Whether you are an addict in rehab or a loved one of an addict in recovery, you know that addiction destroys trust. What you probably do not know, is how to get it back. They say that trust is the last thing to come back in recovery and there is a reason for that.
Before you understand what trust really is, you need to understand what trust is not. Trust is not a gift you give to the person you trust. Trust is not something you can fake. Trust is not something that can happen overnight. While forgiveness is necessary and is healing, there is no such thing as a “clean slate.”
That being said, trust is not impossible and is not necessarily permanently destroyed. Trust is nothing less than the real knowledge that someone you know has proven, through consistent trust-building behaviors, that she can be counted on. That her word is true. That she will do what she says she will do. That she will be where she says she will be.
Trust is not wondering or hoping. Trust is knowledge.
When the person who has damaged the trust, and the person whose trust has been violated, are in agreement that they want to remain in the relationship, there is a process that can be followed to restore trust in the relationship, over time and with effort.
The violator of trust, usually the addict in this scenario, is the one who gives the gift of trust back to the person they took it from. And he must do this step-by-step, inch-by-inch, day-by-day, until the injured party knows he can be counted on.

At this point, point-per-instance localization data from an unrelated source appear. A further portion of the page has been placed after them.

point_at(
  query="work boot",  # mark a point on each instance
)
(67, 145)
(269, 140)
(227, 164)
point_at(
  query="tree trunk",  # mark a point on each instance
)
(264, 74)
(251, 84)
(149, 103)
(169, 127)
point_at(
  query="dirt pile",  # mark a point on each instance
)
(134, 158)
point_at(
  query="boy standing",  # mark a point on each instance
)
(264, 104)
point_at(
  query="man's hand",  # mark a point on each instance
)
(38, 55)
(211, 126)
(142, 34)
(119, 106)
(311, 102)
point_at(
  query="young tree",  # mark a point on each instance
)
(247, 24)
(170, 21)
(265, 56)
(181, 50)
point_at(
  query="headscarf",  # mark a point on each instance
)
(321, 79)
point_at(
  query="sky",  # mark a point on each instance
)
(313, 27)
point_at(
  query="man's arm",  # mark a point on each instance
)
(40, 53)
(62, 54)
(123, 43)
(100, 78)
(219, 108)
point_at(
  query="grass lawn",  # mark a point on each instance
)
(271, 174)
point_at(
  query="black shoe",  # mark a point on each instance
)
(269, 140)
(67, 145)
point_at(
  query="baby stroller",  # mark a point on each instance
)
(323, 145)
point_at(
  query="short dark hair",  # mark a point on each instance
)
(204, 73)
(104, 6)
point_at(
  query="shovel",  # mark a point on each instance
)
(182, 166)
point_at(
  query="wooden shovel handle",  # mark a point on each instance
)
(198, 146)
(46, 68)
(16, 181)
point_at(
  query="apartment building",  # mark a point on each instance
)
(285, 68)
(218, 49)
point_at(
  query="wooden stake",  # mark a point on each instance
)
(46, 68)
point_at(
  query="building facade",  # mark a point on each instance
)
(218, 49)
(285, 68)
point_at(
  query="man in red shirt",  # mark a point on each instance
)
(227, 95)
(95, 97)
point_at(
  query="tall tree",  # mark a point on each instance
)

Trust restoring behaviors are best focused on the specific area where the trust was violated. For example, where there was an affair in a marriage relationship, the offending party must be accountable for her whereabouts, must keep commitments relating to fidelity, and must demonstrate these things consistently and patiently until the trust is restored.
Where money is involved, for example when an addict has racked up debt for drug or alcohol abuse, the addict must be financially accountable. If he is married, for example, he will have to produce receipts for all of his purchases and/or go over the checking account statements patiently and consistently with his spouse. This is done continually and humbly until the wife knows that he has truly become financially responsible.
Above all, recognize that trust takes time and concerted effort. It also takes patience from both parties in the relationship. Going into it with that understanding can help avoid a lot of conflict, defensiveness, and hurt. Have patience, be consistent, and eventually trust can be restored.